SpaceX begins trading on the Nasdaq today under the ticker SPCX at an offering price of $135 per share, valuing the company at roughly $1.77 trillion. That is the largest stock market debut in history, eclipsing the Saudi Aramco listing of 2019. The price was locked in after market close on June 11, and the first public shares change hands this morning, the same day the company is flying another Starlink mission from Cape Canaveral.

The timing is deliberate. Musk is taking the most valuable private company on Earth public on the same day its rockets keep launching, a signal to investors that the cadence which built the business is not slowing down. For a company that spent twenty years insisting it had no reason to go public, this is a sharp reversal, and the number attached to it is staggering even by the standards of the current market.

How big is the SpaceX IPO compared to past records?

SpaceX is debuting at a valuation near $1.77 trillion, which clears the previous benchmark set by Saudi Aramco. That 2019 listing valued the oil giant around $1.7 trillion on a raise of roughly $29 billion and stood for years as the only company to crack a trillion through an IPO. SpaceX passes it on valuation alone. The $135 share price was not optimism. It followed a confidential SEC filing in the spring, a public S-1 on May 20 that gave outsiders their first real look at the books, and a roadshow that ran through early June before pricing.

Why is SpaceX going public now after Musk resisted for years?

The answer is Starlink. Musk kept SpaceX private for two decades because public markets punish the long horizon, capital heavy bets that define rocketry. Starlink changed the math. The satellite internet business now generates recurring revenue projected in the range of $22 billion to $24 billion for 2026, and that subscription income is something Wall Street can actually model. A company that only launches rockets is hard to value. A company that launches rockets and collects monthly payments from millions of Starlink customers looks like a business investors understand.

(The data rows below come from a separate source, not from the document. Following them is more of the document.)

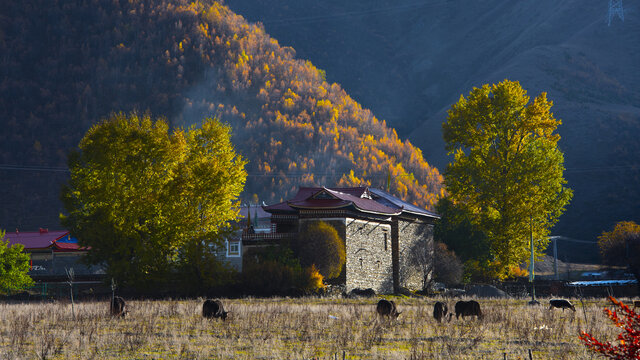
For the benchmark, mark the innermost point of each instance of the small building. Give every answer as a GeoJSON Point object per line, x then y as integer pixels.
{"type": "Point", "coordinates": [52, 253]}
{"type": "Point", "coordinates": [388, 242]}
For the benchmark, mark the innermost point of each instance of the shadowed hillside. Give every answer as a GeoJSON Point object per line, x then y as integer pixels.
{"type": "Point", "coordinates": [67, 64]}
{"type": "Point", "coordinates": [409, 61]}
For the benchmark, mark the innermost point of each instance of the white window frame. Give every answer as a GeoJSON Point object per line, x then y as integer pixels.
{"type": "Point", "coordinates": [234, 254]}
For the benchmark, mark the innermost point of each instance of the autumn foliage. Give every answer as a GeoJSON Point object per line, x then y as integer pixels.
{"type": "Point", "coordinates": [628, 346]}
{"type": "Point", "coordinates": [70, 63]}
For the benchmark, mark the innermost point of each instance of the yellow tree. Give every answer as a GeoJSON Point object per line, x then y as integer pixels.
{"type": "Point", "coordinates": [507, 168]}
{"type": "Point", "coordinates": [146, 200]}
{"type": "Point", "coordinates": [14, 267]}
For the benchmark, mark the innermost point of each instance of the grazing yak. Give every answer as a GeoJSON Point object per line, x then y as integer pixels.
{"type": "Point", "coordinates": [213, 309]}
{"type": "Point", "coordinates": [440, 311]}
{"type": "Point", "coordinates": [387, 308]}
{"type": "Point", "coordinates": [118, 308]}
{"type": "Point", "coordinates": [561, 304]}
{"type": "Point", "coordinates": [468, 308]}
{"type": "Point", "coordinates": [355, 293]}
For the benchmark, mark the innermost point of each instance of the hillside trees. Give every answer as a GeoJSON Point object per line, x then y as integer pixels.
{"type": "Point", "coordinates": [507, 170]}
{"type": "Point", "coordinates": [79, 61]}
{"type": "Point", "coordinates": [621, 246]}
{"type": "Point", "coordinates": [146, 200]}
{"type": "Point", "coordinates": [14, 266]}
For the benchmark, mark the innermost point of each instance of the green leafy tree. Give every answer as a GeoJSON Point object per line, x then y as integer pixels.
{"type": "Point", "coordinates": [14, 267]}
{"type": "Point", "coordinates": [139, 195]}
{"type": "Point", "coordinates": [320, 244]}
{"type": "Point", "coordinates": [507, 170]}
{"type": "Point", "coordinates": [457, 230]}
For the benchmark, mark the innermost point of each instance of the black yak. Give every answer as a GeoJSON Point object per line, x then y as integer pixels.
{"type": "Point", "coordinates": [213, 309]}
{"type": "Point", "coordinates": [468, 308]}
{"type": "Point", "coordinates": [561, 304]}
{"type": "Point", "coordinates": [362, 293]}
{"type": "Point", "coordinates": [387, 308]}
{"type": "Point", "coordinates": [118, 308]}
{"type": "Point", "coordinates": [440, 311]}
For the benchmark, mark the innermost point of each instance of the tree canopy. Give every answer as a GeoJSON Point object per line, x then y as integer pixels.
{"type": "Point", "coordinates": [14, 267]}
{"type": "Point", "coordinates": [507, 169]}
{"type": "Point", "coordinates": [621, 246]}
{"type": "Point", "coordinates": [142, 197]}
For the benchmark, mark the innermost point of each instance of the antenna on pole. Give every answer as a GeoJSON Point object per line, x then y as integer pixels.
{"type": "Point", "coordinates": [615, 8]}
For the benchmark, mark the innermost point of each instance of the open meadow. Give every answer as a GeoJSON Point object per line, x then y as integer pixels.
{"type": "Point", "coordinates": [284, 328]}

The proceeds are widely expected to fund the most expensive items on Musk's roadmap, including space based data centers and the continued buildout of Starship. Going public also hands SpaceX a liquid currency it can use for acquisitions and for paying the engineers it fights to retain.

What are the risks now that SpaceX is public?

Public ownership means quarterly scrutiny, disclosure requirements, and a share price that reacts to every launch anomaly and regulatory fight. The industry stays unforgiving. A rival's New Glenn rocket exploded on its pad earlier this year, a reminder that hardware failure is always one ignition away, and SpaceX will now absorb those shocks in full view of the market. The stock also carries the Musk factor. His other ventures, including the X social network that now sits under the same corporate umbrella, mean investors are buying into his attention and his controversies as much as the rockets.